This vignette produces some of the QQ plots that appear at the end of Chapter 6 of the notes.

> library(stat0002)

Normal QQ plots

We create plots that are similar to those in Figure 6.24 of the notes. They are slightly different from the ones in the notes because R’s qqnorm function uses a method of calculating the theoretical quantiles that is designed specifically for the normal distribution, whereas in Section 6.11.1 we used an approach that ties in with the way that we had calculated sample quantiles earlier in STAT0002. The dashed lines in the plots are drawn through the (sample and theoretical) lower and upper quartiles.

> # Normal
> normal <- rnorm(100)  
> qqnorm(normal, pch = 16, xlab = "Theoretical N(0, 1) Quantiles", main = "normal")
> qqline(normal, lwd = 3, lty = 2)
> # Create an outlier
> outlier <- normal
> outlier[100] <- 6
> qqnorm(outlier, pch = 16, xlab = "Theoretical N(0, 1) Quantiles", main = "outlier")
> qqline(outlier, lwd = 3, lty = 2)

> # Heavy-tailed (Student's t distribution, with 2 degrees of freedom)
> StudentsT <- rt(100, 2)
> qqnorm(StudentsT, pch = 16, xlab = "Theoretical N(0, 1) Quantiles", main = "heavy-tailed")
> qqline(StudentsT, lwd = 3, lty = 2)
> # Light-tailed (Uniform(-3/4, 3/4))
> uniform <- runif(100, -0.75, 0.75)
> qqnorm(uniform, pch = 16, xlab = "Theoretical N(0, 1) Quantiles", main = "light-tailed")
> qqline(uniform, lwd = 3, lty = 2)

> # Positively skewed (gamma(2, 1) distribution)
> gam <- rgamma(100, shape = 2)
> qqnorm(gam, pch = 16, xlab = "Theoretical N(0, 1) Quantiles", main = "positive skew")
> qqline(gam, lwd = 3, lty = 2)
> # Negatively skewed (10 - gamma(2, 1) distribution)
> neggam <- 10 - rgamma(100, 2)
> qqnorm(neggam, pch = 16, xlab = "Theoretical N(0, 1) Quantiles", main = "negative skew")
> qqline(neggam, lwd = 3, lty = 2)

Exponential QQ plots

We produce an exponential QQ plot based on the waiting times between births in the Australian birth times dataset. The rate \(\lambda\) of the assumed Poisson process of births is estimated using the reciprocal of the sample mean, as detailed in the notes. The plot is equivalent to the figure in the notes, but the simulation envelopes are different because, unless we fix the random number seed, the simulated datasets on which the envelopes are based will be different each time we call qexp.

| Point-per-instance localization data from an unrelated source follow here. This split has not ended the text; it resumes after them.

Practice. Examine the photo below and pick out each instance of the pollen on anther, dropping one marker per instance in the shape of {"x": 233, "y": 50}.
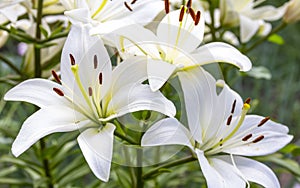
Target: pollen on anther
{"x": 229, "y": 120}
{"x": 263, "y": 121}
{"x": 181, "y": 14}
{"x": 72, "y": 59}
{"x": 58, "y": 92}
{"x": 100, "y": 78}
{"x": 95, "y": 62}
{"x": 167, "y": 6}
{"x": 258, "y": 139}
{"x": 56, "y": 77}
{"x": 247, "y": 137}
{"x": 90, "y": 91}
{"x": 127, "y": 6}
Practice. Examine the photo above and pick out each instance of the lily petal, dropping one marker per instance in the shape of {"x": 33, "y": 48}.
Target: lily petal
{"x": 219, "y": 173}
{"x": 97, "y": 147}
{"x": 37, "y": 91}
{"x": 168, "y": 131}
{"x": 44, "y": 122}
{"x": 158, "y": 73}
{"x": 221, "y": 52}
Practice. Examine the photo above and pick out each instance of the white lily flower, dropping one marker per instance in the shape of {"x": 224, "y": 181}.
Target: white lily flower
{"x": 220, "y": 133}
{"x": 110, "y": 15}
{"x": 88, "y": 95}
{"x": 248, "y": 16}
{"x": 175, "y": 46}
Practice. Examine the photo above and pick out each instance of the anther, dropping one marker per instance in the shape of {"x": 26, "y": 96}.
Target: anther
{"x": 192, "y": 13}
{"x": 90, "y": 91}
{"x": 263, "y": 121}
{"x": 56, "y": 77}
{"x": 167, "y": 6}
{"x": 247, "y": 137}
{"x": 58, "y": 91}
{"x": 95, "y": 62}
{"x": 72, "y": 59}
{"x": 258, "y": 139}
{"x": 181, "y": 14}
{"x": 197, "y": 19}
{"x": 229, "y": 120}
{"x": 127, "y": 6}
{"x": 100, "y": 78}
{"x": 233, "y": 106}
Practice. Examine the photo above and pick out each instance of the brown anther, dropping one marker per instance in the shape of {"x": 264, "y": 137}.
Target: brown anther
{"x": 263, "y": 121}
{"x": 127, "y": 6}
{"x": 258, "y": 139}
{"x": 233, "y": 106}
{"x": 247, "y": 137}
{"x": 95, "y": 62}
{"x": 72, "y": 59}
{"x": 167, "y": 6}
{"x": 56, "y": 77}
{"x": 197, "y": 19}
{"x": 229, "y": 120}
{"x": 189, "y": 4}
{"x": 90, "y": 91}
{"x": 248, "y": 100}
{"x": 100, "y": 78}
{"x": 181, "y": 14}
{"x": 59, "y": 92}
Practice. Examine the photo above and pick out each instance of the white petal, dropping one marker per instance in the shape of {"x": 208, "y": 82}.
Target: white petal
{"x": 248, "y": 28}
{"x": 44, "y": 122}
{"x": 185, "y": 35}
{"x": 36, "y": 91}
{"x": 132, "y": 98}
{"x": 221, "y": 52}
{"x": 97, "y": 147}
{"x": 167, "y": 132}
{"x": 254, "y": 171}
{"x": 158, "y": 73}
{"x": 219, "y": 173}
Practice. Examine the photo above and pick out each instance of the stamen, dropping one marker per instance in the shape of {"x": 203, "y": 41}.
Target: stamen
{"x": 197, "y": 19}
{"x": 90, "y": 91}
{"x": 192, "y": 13}
{"x": 247, "y": 137}
{"x": 127, "y": 6}
{"x": 263, "y": 121}
{"x": 189, "y": 4}
{"x": 181, "y": 14}
{"x": 233, "y": 106}
{"x": 95, "y": 62}
{"x": 167, "y": 6}
{"x": 59, "y": 92}
{"x": 229, "y": 120}
{"x": 258, "y": 139}
{"x": 72, "y": 59}
{"x": 100, "y": 78}
{"x": 56, "y": 77}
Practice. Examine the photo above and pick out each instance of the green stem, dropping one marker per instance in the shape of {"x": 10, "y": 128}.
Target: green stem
{"x": 10, "y": 64}
{"x": 168, "y": 165}
{"x": 261, "y": 40}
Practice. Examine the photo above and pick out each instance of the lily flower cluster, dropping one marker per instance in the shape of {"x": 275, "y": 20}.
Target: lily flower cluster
{"x": 89, "y": 92}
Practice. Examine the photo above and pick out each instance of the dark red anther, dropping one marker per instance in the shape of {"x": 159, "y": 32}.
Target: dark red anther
{"x": 247, "y": 137}
{"x": 263, "y": 121}
{"x": 258, "y": 139}
{"x": 56, "y": 77}
{"x": 127, "y": 6}
{"x": 58, "y": 92}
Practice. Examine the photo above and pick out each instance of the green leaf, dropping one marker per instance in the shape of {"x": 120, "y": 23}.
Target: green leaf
{"x": 277, "y": 39}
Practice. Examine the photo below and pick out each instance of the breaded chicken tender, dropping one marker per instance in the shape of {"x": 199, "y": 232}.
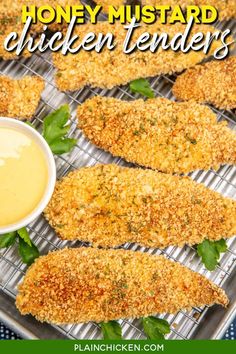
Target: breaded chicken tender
{"x": 213, "y": 82}
{"x": 19, "y": 98}
{"x": 108, "y": 205}
{"x": 86, "y": 284}
{"x": 113, "y": 67}
{"x": 158, "y": 133}
{"x": 10, "y": 21}
{"x": 226, "y": 8}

> # Calculate the waiting times until each birth
> waits <- diff(c(0, aussie_births[, "time"]))
> # Produce the QQ plot
> lambdahat <- qqexp(waits, envelopes = 19)

> # Estimate of lambda: rate of births per hour
> lambdahat * 60
estimate of lambda 
          1.839721 

The qqexp function offers the option to estimate \(\lambda\) using \(\ln 2 / m\), where \(m\) is the sample median of the waiting times. Can you see why this makes sense? The following code implements this and shows how we can alter the appearance of the plot.

> lambdahat2 <- qqexp(waits, statistic = "median", envelopes = 19, pch = 16,
+                     line = list(lty = 2, lwd = 2, col= "blue"))

> # Estimate of lambda calculated from the sample median
> lambdahat2 * 60
estimate of lambda 
           1.56939